The key to keeping people coming back to a site is fresh content.
The key to making fresh content manageable is the dynamic website.
And the key to a dynamic website is… you guessed it, Generator. Well, not quite. As you may or may not know, Generator is Macromedia's solution for creating and maintaining dynamic websites. It is the middleware that creates custom web pages and graphics, including SWF files.
It comes in two flavours:
'Offline Generator' is a snip at about $1K and can be used to batch process multiple SWF files using a system of templates and databases.
'Enterprise Generator' lets you do much the same thing only live on the web server. That one kicks in at a $3K (per processor).
This book scores a number of firsts. It is the first Flash book to really concentrate on the 'process' of building a dynamic Flash site. It is also the first book to evangelise the use of Generator in offline mode as the primary tool to optimise this process.
There are authorative chapters on site planning, dynamic design, database development, Generator template construction, building data entry tools and on final production.
As with any book about process, a lot of the advice seems like common sense but even if you know the best practice, it is often handy to be reminded of it.
The key concept the book promotes is 'workflow optimisation'; an idea already familiar to followers of Macromedia strategy. Initiatives such as Project Whirlwind within the organisation have been targetting workflow optimisation as a top priority. In fact this concept is likely to be the driving force behind the feature set in Flash 6.
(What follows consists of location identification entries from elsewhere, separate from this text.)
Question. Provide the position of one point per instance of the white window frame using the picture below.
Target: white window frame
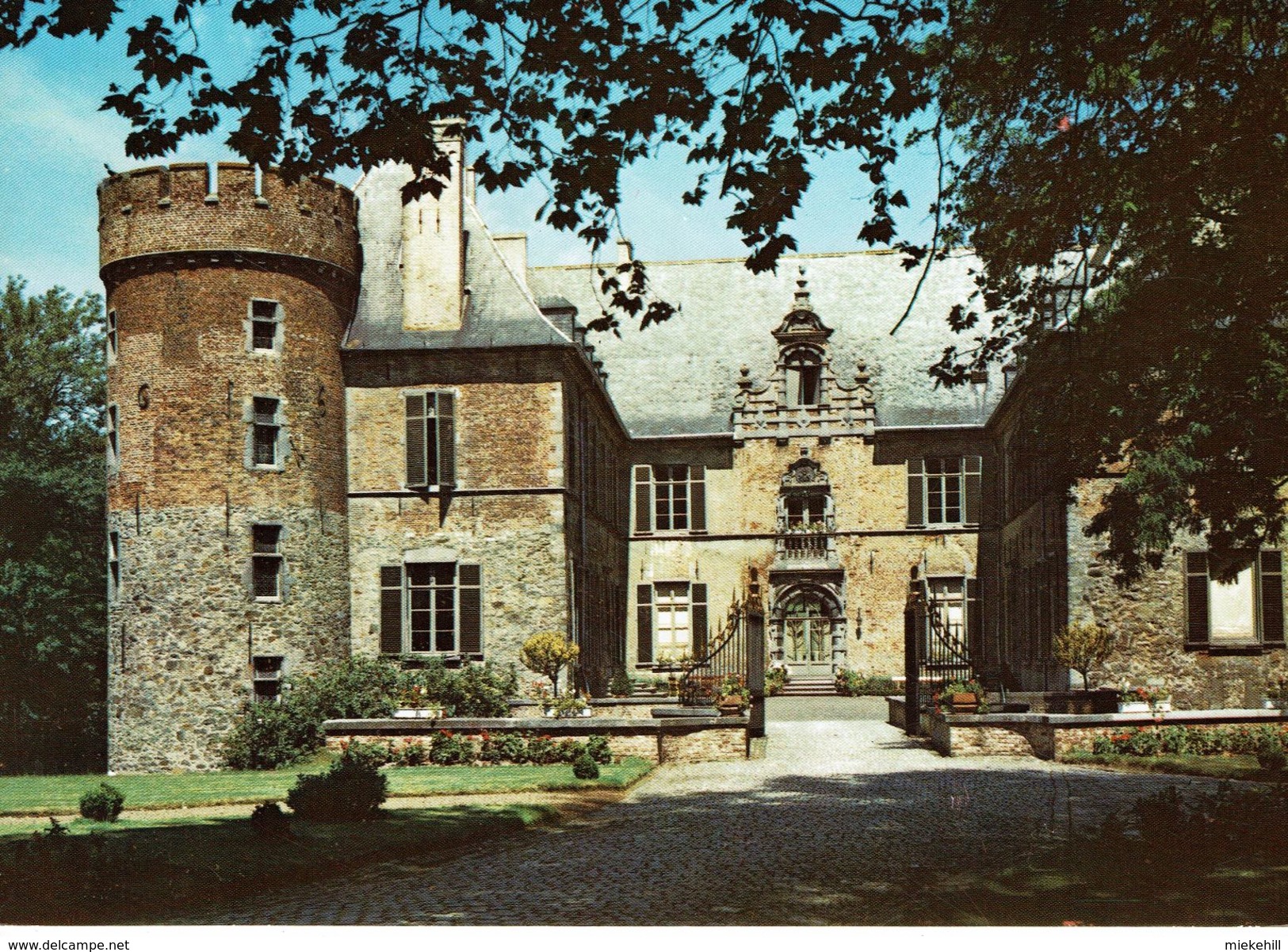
(277, 319)
(266, 533)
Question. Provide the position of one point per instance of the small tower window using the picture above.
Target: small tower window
(804, 380)
(266, 326)
(268, 677)
(267, 430)
(266, 562)
(113, 447)
(113, 564)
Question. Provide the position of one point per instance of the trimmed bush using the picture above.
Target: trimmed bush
(447, 749)
(267, 736)
(103, 804)
(598, 749)
(854, 684)
(271, 822)
(350, 790)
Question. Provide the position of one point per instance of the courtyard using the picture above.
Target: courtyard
(845, 822)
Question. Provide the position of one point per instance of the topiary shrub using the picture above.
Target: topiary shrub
(549, 652)
(271, 822)
(350, 790)
(598, 749)
(103, 804)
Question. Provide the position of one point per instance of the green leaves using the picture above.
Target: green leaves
(52, 533)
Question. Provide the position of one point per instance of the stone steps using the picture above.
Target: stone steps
(809, 687)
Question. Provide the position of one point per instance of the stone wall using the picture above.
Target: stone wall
(1148, 620)
(505, 513)
(183, 492)
(875, 550)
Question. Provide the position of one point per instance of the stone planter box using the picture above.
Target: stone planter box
(686, 740)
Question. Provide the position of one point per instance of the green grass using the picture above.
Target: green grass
(128, 873)
(1230, 767)
(40, 797)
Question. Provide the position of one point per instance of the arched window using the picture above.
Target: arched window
(804, 379)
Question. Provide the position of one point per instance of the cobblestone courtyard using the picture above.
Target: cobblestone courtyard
(831, 828)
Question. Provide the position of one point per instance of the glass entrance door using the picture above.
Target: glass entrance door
(807, 636)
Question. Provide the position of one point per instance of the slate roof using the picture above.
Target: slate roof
(679, 377)
(500, 311)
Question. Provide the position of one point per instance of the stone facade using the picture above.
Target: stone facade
(185, 255)
(383, 405)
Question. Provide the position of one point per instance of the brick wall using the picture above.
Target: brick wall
(183, 495)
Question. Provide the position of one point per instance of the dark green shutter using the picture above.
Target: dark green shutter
(643, 499)
(698, 618)
(1197, 629)
(416, 474)
(916, 494)
(644, 622)
(1271, 598)
(974, 491)
(470, 608)
(391, 610)
(446, 439)
(697, 499)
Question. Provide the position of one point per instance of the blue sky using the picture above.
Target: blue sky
(55, 143)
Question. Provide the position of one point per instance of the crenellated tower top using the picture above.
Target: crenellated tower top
(224, 206)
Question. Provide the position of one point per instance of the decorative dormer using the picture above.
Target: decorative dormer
(805, 517)
(803, 396)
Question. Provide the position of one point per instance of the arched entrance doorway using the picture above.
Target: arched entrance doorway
(808, 630)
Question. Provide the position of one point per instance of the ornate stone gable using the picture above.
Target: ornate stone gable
(803, 395)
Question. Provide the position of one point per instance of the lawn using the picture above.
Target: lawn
(1232, 767)
(40, 797)
(129, 874)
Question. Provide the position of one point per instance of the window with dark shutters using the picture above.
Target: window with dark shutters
(418, 470)
(430, 438)
(266, 562)
(916, 494)
(697, 499)
(643, 499)
(644, 622)
(1216, 614)
(470, 610)
(1271, 599)
(1195, 599)
(700, 618)
(391, 610)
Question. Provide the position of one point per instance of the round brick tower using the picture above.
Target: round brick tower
(227, 292)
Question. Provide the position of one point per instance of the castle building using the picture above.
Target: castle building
(346, 426)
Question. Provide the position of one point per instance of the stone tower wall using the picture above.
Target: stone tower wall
(182, 259)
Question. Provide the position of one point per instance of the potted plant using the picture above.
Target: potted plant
(1277, 694)
(1148, 700)
(732, 696)
(962, 698)
(415, 702)
(571, 705)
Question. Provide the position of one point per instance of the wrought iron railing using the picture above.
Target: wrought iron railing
(947, 656)
(727, 657)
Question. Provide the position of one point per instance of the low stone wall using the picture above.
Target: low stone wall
(1053, 736)
(661, 740)
(633, 708)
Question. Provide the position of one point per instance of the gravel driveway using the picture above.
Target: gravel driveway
(835, 822)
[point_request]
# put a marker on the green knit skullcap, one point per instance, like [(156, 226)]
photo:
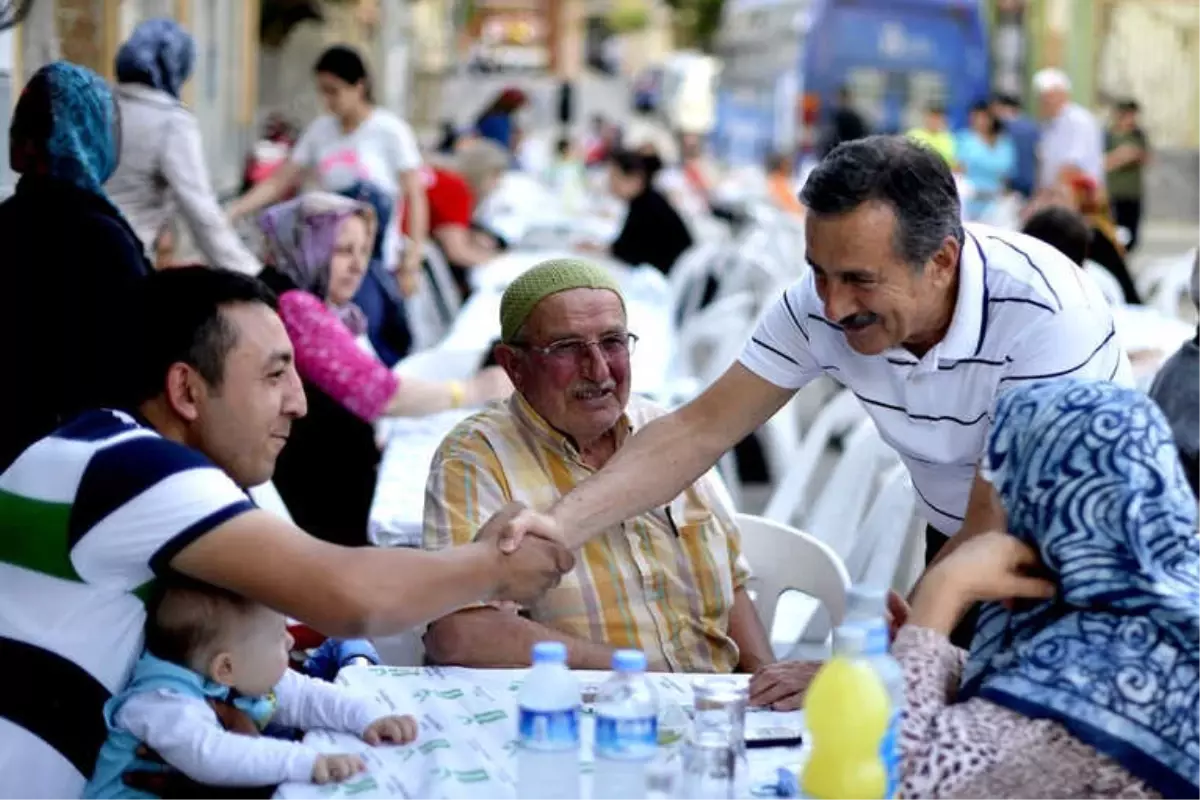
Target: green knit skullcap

What this book does is explain how offline Generator can be made to work within the site design process and to illustrate how its inclusion will speed up many of the more labourious tasks. It shows how Generator can help bridge the gap between static and dynamic site.
The book is quite sympathetic to the technophobe designer, breaking you in gently to the black art of databases. It delivers simple explanations of SQL and ASP. In fact, Microsoft solutions (ASP and Access in particlular) are covered in more depth than their Linux alternatives. In one odd section XML is bizarrely subtitled 'The future' even though it is clearly Flash 5 native.
The tutorials are necessarily over simple. Although sufficiently technical the Access 101 and SQL 101 tutorials go a long way to demystifying the designer to the black art of databases.
It is worth noting that a lot of the process and concepts here can also be applied to HTML site development. All in all an expert guidebook to your first steps in a bigger world.